Hace
algún tiempo, en los cursos de la entonces denominada Universidad de Verano “Antonio
Machado” de Baeza, compartí durante unos días, aula, cerveza a la una y cuarto,
y tapas de caracoles picantes, con una estudiante japonesa que había venido a
España tras los tópicos de don Quijote buscándole las entretelas al flamenco.
Son las tertulias que se desarrollan en las aulas tabernarias, y no en las
académicas, las que más te enriquecen durante estos cursos, diseñados la
mayoría de las veces más para satisfacer el deseo irreprimible de hablar de lo
profano y lo divino de la vida frente a una copa de vino, que para plantearse a
la sombra de un proyector de diapositivas si el mundo en el que vivimos tiene
solución.
A
mi condiscípula japonesa, ante una tapa de caracoles picantes, le salía la vena
filosófica oriental y a la primera de cambio, justamente cuando le hacía efecto
la segunda caña de cerveza, contraponía el lento caminar de las “cabrillas”
frente a las prisas que nos llevan de cabeza todas las horas de nuestra vida.
Poco menos venía a decirnos que en su lejano país se tenía la creencia de que
si uno se comía unos escalopes de gamo, o un arroz con conejo, adquiría
metabólicamente del gamo y del conejo sus irrefrenables deseos de correr y
saltar por las calles. En cambio, de los caracoles recibíamos la sabiduría de
la cadencia pausada de su lento caminar, lo que hacía posible que se nos
alargara la vida a fuerza de estirar sus horas y ensanchar los criterios con
los que nos enfrentamos al mundo. “Mardita sean las prisas”, decía con
estudiado acento andaluz aquella ciudadana suburbial de Tokio.
Nos
contó que en Japón cuando alguien va a visitar a un enfermo, en vez de llevarle
pasteles –costumbre que tristemente también se está perdiendo por estos pagos—
se le obsequia con muchísimas y diminutas figurillas de papiroflexia, “origami”

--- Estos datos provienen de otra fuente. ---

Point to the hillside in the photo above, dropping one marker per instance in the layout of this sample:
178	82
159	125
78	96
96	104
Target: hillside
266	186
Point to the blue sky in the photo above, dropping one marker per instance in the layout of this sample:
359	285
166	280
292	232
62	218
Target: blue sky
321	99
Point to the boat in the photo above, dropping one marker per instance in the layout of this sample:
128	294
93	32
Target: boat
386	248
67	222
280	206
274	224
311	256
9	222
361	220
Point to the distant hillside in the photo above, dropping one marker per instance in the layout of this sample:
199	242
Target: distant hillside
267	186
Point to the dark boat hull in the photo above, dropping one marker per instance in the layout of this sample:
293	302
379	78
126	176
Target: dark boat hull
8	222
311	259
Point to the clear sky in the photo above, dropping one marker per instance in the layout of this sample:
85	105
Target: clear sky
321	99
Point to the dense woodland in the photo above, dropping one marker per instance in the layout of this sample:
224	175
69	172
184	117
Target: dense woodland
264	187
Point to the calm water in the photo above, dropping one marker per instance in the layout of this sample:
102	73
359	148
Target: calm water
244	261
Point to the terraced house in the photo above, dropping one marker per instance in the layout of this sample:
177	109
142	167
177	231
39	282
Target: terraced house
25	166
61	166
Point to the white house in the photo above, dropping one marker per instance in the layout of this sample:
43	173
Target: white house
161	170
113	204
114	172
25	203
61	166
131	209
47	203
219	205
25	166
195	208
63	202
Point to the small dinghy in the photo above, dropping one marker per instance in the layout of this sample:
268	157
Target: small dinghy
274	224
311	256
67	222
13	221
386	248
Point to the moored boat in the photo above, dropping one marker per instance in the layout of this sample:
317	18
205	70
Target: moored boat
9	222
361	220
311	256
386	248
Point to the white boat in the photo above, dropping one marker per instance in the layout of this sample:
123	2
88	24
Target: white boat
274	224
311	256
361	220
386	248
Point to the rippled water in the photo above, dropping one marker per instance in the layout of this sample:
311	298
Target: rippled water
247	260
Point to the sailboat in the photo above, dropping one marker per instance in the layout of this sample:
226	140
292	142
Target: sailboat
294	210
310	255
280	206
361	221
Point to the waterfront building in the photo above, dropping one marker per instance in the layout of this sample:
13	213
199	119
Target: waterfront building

lo llaman en Japón, –de pajaritas de papel y similares–, que sin otro motivo que dejarle patente al
obsequiado que lo que en realidad se le regala es el tiempo invertido en
hacerlas, y, sobre todo, la paciencia para no perder los nervios al tratar de
componer con una simple cuartilla de papel todos los bichos del arca de Noé en
un tamaño de dos centímetros cada uno.
Hace unos meses recibí un correo electrónico de mi amiga
japonesa en el que añoraba aquellos cursos de Baeza en los que hacíamos
gastrosofía sobre la vida frente a unas tapas de caracoles. En la actualidad es
cooperante voluntaria en Centroamérica, regalando el mayor y mejor de nuestros
patrimonios: el tiempo. En estos días la recuerdo cuando veo las crónicas de
muertes en las fronteras entre Estados Unidos de América y el resto de los
otros americanos.
Aquí
ya hemos aprendido a disfrutar de la paciencia, comiendo tapas de caracoles y
haciendo pajaritas de papel con nuestros proyectos sempiternamente estancados.
Esperando a que algún día un tren nos saque de este paraíso perdido cargado de
resignación.
La
paciencia tendremos que implorársela a los nacionalistas de taberna, a los pseudoácratas
crónicos, a los cuasilibertarios incurables, a los escribanos andariegos que
hicimos nuestro el pensamiento del poeta andalusí: “Antes es el vecino que mi
casa, antes el compañero de viaje que el camino”. Con el paso de los años no
nos queda más patrimonio salvable que unos mostachos desmelenados, irradiando
fulgores de plata y curtidos por el humo de cien mil batallas –todas ellas
perdidas, por cierto– y el regusto de los taninos mágicos del buen vino bebido
en paz y entre hermanos, eso sí con la lección bien aprendida de que somos
capaces de comernos cualquier cosa, pero no en cualquier sitio, ni con
cualquiera. Bien se sabe que todo español que se precie de ello, a lo que de
verdad aspira en la vida es a que le honren con un pasodoble torero que suene
en la romería de su pueblo, en honor de quienes regalan su tiempo para que
muchos no se ahoguen en la mala baba de los que creen que nuestra paciencia y
las piedras lunares les pertenecen por derecho divino.